McCrory, a ski-patroler, was paralyzed in a 60-foot fall. He felt vulnerable.
Then came the massacres at Virginia Tech and Northern Illinois University.
He started carrying a gun.
"It's a comfort to me knowing that I would have a fighting chance if something like that would happen," he said.
Now lawmakers in nine other states are debating whether guns belong on college campuses.
Georgia's one of them.
"How many kids must die before we realize that firearms in law-abiding hands actually save lives?" asked Georgia state Rep. Tim Bearden, a gun-rights advocate.
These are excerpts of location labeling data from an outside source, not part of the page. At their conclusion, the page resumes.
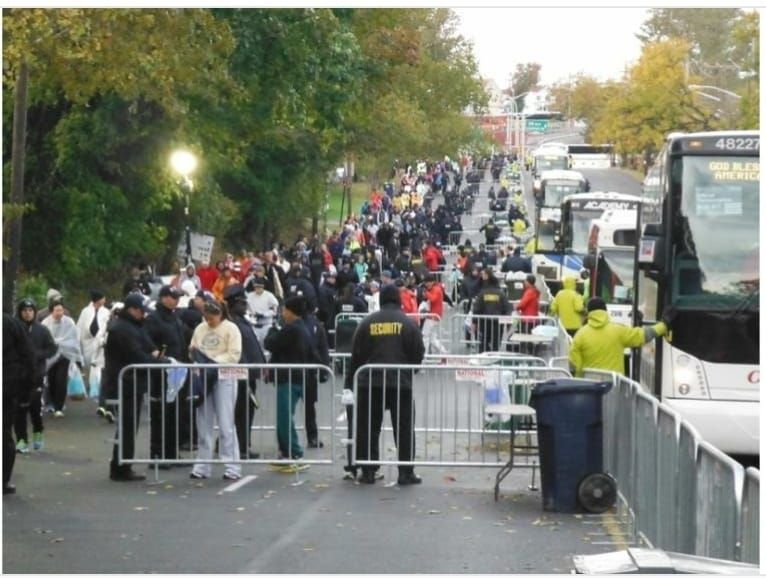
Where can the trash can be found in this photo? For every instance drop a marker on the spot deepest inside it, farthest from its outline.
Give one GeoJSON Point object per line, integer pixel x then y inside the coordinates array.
{"type": "Point", "coordinates": [569, 434]}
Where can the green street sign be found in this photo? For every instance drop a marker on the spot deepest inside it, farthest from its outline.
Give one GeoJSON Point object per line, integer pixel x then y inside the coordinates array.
{"type": "Point", "coordinates": [537, 125]}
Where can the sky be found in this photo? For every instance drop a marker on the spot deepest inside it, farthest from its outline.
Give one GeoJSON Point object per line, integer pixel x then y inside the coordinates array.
{"type": "Point", "coordinates": [597, 41]}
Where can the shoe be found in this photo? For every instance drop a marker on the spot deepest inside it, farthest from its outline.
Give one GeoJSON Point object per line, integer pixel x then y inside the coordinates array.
{"type": "Point", "coordinates": [409, 479]}
{"type": "Point", "coordinates": [367, 477]}
{"type": "Point", "coordinates": [126, 476]}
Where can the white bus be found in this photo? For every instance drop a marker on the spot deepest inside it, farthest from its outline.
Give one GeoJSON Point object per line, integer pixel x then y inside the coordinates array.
{"type": "Point", "coordinates": [699, 252]}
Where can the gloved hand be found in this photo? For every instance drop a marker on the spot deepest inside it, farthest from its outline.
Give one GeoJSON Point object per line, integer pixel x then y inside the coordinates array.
{"type": "Point", "coordinates": [669, 315]}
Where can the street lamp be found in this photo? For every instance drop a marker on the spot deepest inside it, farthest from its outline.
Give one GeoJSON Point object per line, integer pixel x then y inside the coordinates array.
{"type": "Point", "coordinates": [184, 163]}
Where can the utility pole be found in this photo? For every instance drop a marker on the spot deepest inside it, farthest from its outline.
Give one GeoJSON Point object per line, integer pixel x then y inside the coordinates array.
{"type": "Point", "coordinates": [18, 153]}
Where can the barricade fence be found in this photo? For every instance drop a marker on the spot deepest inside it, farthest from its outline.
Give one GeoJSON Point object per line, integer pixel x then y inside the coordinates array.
{"type": "Point", "coordinates": [680, 493]}
{"type": "Point", "coordinates": [250, 405]}
{"type": "Point", "coordinates": [439, 413]}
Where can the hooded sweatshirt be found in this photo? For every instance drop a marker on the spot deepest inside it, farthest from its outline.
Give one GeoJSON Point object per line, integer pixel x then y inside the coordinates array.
{"type": "Point", "coordinates": [600, 344]}
{"type": "Point", "coordinates": [568, 304]}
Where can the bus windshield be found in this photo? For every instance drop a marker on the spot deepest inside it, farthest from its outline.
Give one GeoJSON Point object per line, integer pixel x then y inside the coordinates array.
{"type": "Point", "coordinates": [551, 163]}
{"type": "Point", "coordinates": [556, 191]}
{"type": "Point", "coordinates": [717, 258]}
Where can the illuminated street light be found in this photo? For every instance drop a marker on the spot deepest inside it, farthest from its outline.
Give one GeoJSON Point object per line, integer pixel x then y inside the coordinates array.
{"type": "Point", "coordinates": [184, 163]}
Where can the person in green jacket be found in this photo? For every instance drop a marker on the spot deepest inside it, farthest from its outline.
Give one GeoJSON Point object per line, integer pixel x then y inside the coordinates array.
{"type": "Point", "coordinates": [600, 344]}
{"type": "Point", "coordinates": [568, 305]}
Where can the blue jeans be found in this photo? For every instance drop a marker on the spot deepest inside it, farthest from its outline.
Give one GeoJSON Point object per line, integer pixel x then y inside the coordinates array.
{"type": "Point", "coordinates": [288, 396]}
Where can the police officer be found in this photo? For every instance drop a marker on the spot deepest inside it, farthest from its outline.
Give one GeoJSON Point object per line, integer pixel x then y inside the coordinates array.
{"type": "Point", "coordinates": [490, 301]}
{"type": "Point", "coordinates": [390, 337]}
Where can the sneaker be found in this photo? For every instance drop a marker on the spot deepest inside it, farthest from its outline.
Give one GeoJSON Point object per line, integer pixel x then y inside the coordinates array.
{"type": "Point", "coordinates": [367, 477]}
{"type": "Point", "coordinates": [409, 479]}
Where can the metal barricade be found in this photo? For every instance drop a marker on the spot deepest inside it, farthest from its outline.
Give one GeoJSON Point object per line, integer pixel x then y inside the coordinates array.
{"type": "Point", "coordinates": [749, 522]}
{"type": "Point", "coordinates": [439, 408]}
{"type": "Point", "coordinates": [719, 491]}
{"type": "Point", "coordinates": [210, 389]}
{"type": "Point", "coordinates": [645, 504]}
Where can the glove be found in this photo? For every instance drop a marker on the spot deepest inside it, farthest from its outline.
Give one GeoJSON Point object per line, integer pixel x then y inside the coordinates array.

But the University of Georgia's police chief says more guns would make it harder to spot the real threat.
"There's only going to be a split-second there," said University of Georgia police chief Jimmy Williamson. "And I could see innocent people being shot by police."
A lot about this scares critics - starting with the image of armed college kids at a Saturday night keg party. And Utah's law says nothing about marksmanship. Students carrying a gun may have no idea how to use it.
But many in Utah are eager to learn.
"There are evil people out there," said Utah senior Molly Metcalf. "I don't know, I just want to feel safe."
McCrory practices every week - a growing trend in his undergraduate business school.
"At any given day, there's at least a dozen people within a hundred yards of me that are armed," he said.
Now students in other states want to arm themselves ... with the right to return fire.